What if it be a poison, which the friar
Subtly hath minister'd to have me dead,
Lest in this marriage he should be dishonour'd,

Because he married me before to Romeo?

I fear it is: and yet, methinks, it should not,
For he hath still been tried a holy man.
How if, when I am laid into the tomb,

I wake before the time that Romeo

Come to redeem me? there's a fearful point!

Shall I not, then, be stifled in the vault,

To whose foul mouth no healthsome air breathes in,
And there die strangled ere my Romeo comes?

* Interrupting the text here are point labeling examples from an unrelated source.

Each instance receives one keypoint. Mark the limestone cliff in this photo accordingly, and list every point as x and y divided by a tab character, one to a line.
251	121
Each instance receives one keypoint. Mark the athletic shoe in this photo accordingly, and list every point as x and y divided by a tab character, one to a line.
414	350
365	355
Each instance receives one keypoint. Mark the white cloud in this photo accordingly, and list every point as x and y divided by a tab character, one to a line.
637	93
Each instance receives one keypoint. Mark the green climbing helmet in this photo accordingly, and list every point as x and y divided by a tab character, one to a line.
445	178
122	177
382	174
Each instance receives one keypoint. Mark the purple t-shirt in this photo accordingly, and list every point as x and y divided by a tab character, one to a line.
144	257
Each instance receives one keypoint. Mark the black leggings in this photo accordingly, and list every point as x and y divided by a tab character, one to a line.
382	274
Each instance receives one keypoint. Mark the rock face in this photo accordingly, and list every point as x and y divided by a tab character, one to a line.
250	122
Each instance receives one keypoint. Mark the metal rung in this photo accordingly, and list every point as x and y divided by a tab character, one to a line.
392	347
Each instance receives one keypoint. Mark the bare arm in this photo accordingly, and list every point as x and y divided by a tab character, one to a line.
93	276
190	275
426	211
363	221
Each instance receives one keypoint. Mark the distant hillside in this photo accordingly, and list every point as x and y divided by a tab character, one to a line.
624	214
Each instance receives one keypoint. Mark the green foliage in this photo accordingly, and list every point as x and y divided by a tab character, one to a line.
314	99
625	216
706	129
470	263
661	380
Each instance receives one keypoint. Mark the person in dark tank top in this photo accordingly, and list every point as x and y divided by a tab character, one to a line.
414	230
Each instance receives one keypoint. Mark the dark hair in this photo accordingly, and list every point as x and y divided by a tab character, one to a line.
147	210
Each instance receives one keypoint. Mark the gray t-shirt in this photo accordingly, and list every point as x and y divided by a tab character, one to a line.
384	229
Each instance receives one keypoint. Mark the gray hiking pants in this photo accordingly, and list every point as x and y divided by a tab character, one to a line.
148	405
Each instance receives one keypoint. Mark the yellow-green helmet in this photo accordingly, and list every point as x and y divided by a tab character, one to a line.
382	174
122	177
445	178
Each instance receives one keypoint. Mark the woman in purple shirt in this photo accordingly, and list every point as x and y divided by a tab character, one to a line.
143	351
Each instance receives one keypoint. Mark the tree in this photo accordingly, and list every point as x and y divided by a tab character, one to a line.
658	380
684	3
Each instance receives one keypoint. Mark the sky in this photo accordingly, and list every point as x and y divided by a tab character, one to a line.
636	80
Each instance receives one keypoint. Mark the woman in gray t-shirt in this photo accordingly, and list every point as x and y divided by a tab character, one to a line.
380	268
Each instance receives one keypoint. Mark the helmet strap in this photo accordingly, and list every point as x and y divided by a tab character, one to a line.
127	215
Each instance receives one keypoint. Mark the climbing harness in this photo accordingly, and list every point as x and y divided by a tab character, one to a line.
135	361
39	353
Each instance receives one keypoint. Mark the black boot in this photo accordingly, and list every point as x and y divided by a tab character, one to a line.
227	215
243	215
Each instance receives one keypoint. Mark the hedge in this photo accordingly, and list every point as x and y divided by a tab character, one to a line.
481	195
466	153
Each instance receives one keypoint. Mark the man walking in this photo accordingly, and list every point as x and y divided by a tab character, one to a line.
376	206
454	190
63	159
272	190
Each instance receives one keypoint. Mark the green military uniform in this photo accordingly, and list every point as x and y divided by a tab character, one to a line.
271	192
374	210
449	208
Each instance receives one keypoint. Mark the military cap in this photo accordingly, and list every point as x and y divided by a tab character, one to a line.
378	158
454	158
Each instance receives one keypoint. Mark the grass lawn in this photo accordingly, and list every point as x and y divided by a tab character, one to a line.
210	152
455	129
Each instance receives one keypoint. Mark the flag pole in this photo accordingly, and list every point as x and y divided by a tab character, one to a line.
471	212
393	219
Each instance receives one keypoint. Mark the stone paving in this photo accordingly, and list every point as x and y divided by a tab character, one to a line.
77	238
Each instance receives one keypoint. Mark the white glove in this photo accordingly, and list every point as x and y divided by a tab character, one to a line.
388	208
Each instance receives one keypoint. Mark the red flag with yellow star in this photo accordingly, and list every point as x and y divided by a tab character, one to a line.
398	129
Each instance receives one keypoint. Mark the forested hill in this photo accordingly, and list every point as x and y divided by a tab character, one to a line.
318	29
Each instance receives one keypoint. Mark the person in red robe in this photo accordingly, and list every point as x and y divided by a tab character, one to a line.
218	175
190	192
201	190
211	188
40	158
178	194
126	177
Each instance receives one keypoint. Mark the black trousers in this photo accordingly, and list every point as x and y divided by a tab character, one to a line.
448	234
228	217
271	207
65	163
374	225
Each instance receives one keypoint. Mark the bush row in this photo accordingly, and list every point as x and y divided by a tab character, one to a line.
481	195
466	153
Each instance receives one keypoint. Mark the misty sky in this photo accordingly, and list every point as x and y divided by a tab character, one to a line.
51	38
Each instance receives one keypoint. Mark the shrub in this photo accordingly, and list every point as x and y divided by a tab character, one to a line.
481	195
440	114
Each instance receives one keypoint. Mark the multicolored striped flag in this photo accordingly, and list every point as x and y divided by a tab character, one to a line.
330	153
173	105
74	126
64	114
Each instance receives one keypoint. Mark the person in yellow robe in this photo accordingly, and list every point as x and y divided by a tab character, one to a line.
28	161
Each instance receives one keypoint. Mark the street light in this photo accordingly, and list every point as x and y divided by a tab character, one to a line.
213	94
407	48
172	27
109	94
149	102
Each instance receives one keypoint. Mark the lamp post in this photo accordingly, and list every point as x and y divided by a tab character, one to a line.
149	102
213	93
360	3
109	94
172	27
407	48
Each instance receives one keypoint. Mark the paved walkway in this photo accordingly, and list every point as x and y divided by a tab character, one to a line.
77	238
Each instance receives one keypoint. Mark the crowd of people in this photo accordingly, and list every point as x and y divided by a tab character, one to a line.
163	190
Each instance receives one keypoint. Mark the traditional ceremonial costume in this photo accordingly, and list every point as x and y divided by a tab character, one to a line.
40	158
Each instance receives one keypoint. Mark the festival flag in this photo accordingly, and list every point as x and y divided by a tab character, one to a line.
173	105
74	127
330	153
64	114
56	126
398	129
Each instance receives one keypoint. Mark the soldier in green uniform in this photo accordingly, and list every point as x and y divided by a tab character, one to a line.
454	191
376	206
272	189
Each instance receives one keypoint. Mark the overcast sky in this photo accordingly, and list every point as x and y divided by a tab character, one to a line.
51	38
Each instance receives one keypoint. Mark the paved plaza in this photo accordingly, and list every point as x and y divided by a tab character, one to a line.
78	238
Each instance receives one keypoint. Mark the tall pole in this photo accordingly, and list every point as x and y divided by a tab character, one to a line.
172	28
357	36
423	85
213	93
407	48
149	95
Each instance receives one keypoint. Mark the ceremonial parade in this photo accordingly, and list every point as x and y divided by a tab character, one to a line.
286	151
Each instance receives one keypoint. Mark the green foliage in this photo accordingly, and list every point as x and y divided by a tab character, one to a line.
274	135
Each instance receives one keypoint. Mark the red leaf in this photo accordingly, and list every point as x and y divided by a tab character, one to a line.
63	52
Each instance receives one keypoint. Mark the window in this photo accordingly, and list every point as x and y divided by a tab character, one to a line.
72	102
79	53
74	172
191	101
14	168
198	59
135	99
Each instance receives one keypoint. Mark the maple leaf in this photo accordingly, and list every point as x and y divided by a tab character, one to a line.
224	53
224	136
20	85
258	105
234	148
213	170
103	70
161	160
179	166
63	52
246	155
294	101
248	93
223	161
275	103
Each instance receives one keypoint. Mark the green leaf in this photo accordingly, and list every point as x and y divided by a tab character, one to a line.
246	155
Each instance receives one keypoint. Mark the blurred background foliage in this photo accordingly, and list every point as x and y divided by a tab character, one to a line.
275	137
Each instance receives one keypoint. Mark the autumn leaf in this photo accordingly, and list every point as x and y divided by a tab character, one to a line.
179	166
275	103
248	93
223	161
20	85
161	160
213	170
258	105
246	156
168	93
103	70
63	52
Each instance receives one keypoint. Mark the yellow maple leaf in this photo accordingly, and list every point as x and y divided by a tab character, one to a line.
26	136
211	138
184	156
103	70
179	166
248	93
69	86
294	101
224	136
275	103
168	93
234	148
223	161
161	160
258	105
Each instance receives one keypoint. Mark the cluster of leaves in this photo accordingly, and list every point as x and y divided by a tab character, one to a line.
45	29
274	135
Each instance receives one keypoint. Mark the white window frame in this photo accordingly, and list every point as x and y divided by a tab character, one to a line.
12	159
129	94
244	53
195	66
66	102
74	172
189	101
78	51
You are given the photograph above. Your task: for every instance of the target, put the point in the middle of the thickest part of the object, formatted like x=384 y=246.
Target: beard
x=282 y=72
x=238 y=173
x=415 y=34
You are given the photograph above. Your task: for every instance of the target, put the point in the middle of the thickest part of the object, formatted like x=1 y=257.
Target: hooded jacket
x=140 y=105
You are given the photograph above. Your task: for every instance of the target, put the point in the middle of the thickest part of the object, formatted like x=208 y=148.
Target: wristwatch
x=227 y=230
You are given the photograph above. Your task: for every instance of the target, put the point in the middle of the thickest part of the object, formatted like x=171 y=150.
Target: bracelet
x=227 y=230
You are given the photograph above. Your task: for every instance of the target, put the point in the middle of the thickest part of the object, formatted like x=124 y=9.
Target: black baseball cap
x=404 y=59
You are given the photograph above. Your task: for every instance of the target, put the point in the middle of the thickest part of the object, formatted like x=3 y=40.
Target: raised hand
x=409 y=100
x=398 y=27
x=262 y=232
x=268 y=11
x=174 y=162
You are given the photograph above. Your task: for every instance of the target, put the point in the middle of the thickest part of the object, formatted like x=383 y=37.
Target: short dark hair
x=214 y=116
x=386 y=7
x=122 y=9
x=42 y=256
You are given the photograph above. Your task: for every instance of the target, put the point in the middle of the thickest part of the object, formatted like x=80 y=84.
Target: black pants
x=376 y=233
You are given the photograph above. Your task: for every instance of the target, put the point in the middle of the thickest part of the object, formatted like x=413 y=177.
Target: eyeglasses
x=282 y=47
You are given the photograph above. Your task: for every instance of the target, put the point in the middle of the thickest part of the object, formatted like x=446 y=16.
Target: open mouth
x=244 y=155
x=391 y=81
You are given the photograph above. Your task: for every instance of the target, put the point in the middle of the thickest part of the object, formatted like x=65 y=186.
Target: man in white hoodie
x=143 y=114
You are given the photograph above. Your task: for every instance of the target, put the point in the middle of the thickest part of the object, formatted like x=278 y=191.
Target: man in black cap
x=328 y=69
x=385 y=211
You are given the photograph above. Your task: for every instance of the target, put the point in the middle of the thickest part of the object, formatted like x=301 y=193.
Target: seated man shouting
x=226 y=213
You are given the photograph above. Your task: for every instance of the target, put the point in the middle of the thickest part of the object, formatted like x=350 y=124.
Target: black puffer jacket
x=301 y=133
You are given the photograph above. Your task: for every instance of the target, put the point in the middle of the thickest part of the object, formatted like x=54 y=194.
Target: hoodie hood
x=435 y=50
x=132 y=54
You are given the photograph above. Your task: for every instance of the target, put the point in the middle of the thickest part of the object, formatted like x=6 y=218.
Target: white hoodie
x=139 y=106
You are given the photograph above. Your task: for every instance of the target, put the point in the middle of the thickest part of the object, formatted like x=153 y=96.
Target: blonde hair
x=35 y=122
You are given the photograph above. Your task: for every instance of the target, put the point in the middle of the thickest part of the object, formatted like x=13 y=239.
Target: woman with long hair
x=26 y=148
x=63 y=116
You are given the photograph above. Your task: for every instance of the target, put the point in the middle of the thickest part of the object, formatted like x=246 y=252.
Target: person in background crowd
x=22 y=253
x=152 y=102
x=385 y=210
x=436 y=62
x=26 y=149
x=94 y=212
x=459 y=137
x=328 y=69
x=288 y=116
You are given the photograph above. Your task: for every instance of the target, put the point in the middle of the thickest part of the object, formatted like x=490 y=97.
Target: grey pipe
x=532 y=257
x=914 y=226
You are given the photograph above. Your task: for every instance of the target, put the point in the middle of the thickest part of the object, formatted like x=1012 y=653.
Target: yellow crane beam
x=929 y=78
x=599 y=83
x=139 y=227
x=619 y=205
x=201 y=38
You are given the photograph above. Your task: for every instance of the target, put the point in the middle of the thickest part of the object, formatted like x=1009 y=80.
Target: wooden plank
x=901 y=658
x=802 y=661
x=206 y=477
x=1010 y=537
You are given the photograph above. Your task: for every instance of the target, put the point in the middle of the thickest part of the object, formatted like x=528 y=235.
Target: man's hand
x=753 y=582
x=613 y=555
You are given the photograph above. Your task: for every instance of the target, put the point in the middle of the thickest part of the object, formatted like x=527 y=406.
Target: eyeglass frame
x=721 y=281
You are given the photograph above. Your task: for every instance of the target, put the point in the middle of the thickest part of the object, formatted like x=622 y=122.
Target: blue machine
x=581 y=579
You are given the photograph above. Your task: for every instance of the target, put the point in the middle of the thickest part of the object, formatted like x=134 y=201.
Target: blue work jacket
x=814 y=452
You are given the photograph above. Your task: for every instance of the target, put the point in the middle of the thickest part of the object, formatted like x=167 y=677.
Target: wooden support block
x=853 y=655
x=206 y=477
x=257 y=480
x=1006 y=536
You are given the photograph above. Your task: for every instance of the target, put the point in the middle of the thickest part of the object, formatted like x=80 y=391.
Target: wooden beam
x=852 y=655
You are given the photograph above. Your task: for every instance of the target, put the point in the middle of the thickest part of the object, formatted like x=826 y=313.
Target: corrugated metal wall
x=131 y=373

Or, if I live, is it not very like,

The horrible conceit of death and night,
Together with the terror of the place,-
As in a vault, an ancient receptacle,

Where, for these many hundred years, the bones
Of all my buried ancestors are pack'd:
Where bloody Tybalt, yet but green in earth,
Lies festering in his shroud; where, as they say,
At some hours in the night spirits resort;-
Alack, alack, is it not like that I,

So early waking, what with loathsome smells,
And shrieks like mandrakes' torn out of the earth,
That living mortals, hearing them, run mad:—
O, if I wake, shall I not be distraught,
Environed with all these hideous fears?"
And madly play with my forefathers' joints?
And pluck the mangled Tybalt from his shroud?
And, in this rage, with some great kinsman's bone,
As with a club, dash out my desperate brains?
O, look! methinks I see my cousin's ghost
Seeking out Romeo, that did spit his body
Upon a rapier's point: stay, Tybalt, stay!
Romeo, I come! this do I drink to thee.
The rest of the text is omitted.